“Vejo que há muito para evoluir”
6 de maio de 2019
Mario Junior é administrador, com MBA em Logística Empresarial. É especialista em Investigações Corporativas e Prevenção a Fraudes Organizacionais por mais de 15 anos. Gerenciou mais de 4.000 entrevistas forenses no Brasil e é o primeiro brasileiro certificado pela International Association of Interviewers – CFI. Atualmente é sócio da S2 Consultoria, empresa especializada em prevenir e tratar atos de fraude e assédio, levando em conta o comportamento humano e seus desdobramentos nas organizações. “Eu costumo dizer que nenhuma empresa chegará perto da ética ideal, pelo simples fato desse movimento ter que ser constante. O que no passado não era aceito pelas empresas e sociedade, agora, dependendo do assunto, é aceito e o contrário também é uma verdade. O comprometimento da Diretoria Executiva é determinante para o desenvolvimento da ética corporativa, pois, os funcionários não podem ter a percepção que as atitudes de Compliance são apenas para cumprir a legislação ou “para inglês ver”. Se os funcionários tiverem a percepção de que esse assunto faz parte da pauta da empresa, que as normas e procedimentos são revisitados anualmente e que o fator humano tanto quando contratado pela empresa quanto já em atuação será suportado por um desenvolvimento customizado para aumentar seu grau de resiliência de integridade esse movimento sempre se retroalimentará”, afirma o especialista.
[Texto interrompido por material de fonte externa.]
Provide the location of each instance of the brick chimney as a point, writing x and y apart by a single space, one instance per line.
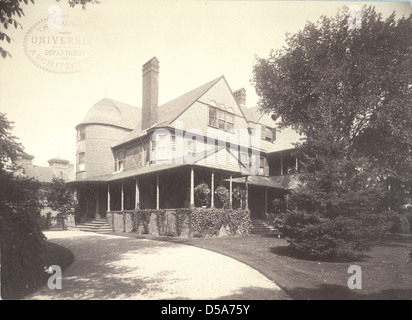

Mario, quais as principais motivações para uma fraude?
Quando realizamos entrevistas investigativas com suspeitos de atos de fraude no ambiente corporativo, uma das maneiras de auxiliarmos o entrevistado a falar a verdade é tentando buscar o porquê ele cometeu a fraude, pois, a partir do momento que temos conhecimento do motivo podemos gerenciar as consequências e apoiar o Comitê de Ética da empresa a tomar a sua decisão, não só baseado nas evidências e provas do trabalho de investigação, e sim também no porquê o entrevistado (funcionário) cometeu a fraude. Dessa forma, conseguimos humanizar a situação, pois, temos evidências, provas e o porquê o fraudador cometeu a fraude.
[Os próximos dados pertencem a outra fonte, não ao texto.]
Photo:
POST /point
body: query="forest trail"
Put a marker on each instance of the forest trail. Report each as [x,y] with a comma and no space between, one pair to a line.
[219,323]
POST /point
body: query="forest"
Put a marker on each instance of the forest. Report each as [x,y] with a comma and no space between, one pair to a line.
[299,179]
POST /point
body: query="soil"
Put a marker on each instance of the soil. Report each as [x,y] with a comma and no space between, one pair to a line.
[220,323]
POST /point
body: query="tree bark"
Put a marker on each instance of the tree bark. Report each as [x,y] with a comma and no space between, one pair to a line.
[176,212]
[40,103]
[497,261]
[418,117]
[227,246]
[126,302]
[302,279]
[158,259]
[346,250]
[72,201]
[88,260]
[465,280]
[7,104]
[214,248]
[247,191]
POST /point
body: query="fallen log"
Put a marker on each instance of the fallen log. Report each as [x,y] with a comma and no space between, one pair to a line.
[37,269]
São várias as motivações alegadas e elas podem estar atreladas a problemas financeiros em que, às vezes, não existe ganância por trás, mas sim uma pressão para resolver um problema pessoal que pode ser de dívida ou de um problema de saúde na família. Porém, também existe a situação em que a ganância está presente, onde o fraudador percebe uma fragilidade em algum processo da empresa e busca obter vantagem para si, que geralmente está ligada a subsistência e manutenção de um padrão de vida elevado ou de um padrão que ele deseja ter. Assim, aquela renda obtida por meio da fraude acaba sendo incorporada nos seus rendimentos, por isso, se torna praticamente impossível ele deixar de cometê-la.
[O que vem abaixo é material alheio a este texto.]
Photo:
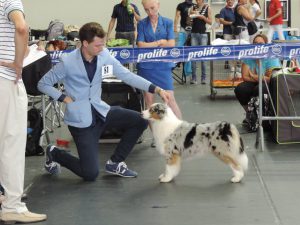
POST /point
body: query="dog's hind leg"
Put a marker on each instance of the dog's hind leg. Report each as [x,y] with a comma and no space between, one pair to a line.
[237,169]
[172,168]
[238,174]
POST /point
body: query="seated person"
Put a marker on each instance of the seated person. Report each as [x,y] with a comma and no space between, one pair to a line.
[250,68]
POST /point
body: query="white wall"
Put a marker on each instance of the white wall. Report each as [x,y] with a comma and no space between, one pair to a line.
[40,12]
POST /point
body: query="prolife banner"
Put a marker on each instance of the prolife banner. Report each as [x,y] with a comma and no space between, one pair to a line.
[199,53]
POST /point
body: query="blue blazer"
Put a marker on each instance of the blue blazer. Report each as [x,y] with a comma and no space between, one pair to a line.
[71,72]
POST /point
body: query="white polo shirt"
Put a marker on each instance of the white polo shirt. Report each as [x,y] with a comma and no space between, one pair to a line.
[7,35]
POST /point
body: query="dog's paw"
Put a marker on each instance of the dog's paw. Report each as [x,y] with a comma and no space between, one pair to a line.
[164,179]
[236,179]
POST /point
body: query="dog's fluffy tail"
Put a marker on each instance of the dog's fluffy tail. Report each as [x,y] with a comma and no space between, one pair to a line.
[242,156]
[243,160]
Outra possibilidade é quando o fraudador tem como objetivo “fazer uma poupança” ou ajudar na aquisição de um bem ou até mesmo “fazer um pé de meia para a sua aposentadoria”. Essa situação é menos usual, pois, na cabeça do fraudador o dinheiro da fraude é algo maldito, que pode ser rastreado e identificado a qualquer momento. Assim, geralmente o dinheiro obtido por uma fraude é gasto para a elevação ou manutenção de um padrão de vida por meio de viagens, roupas, gastos em finais de semana ou até mesmo tratamentos estéticos.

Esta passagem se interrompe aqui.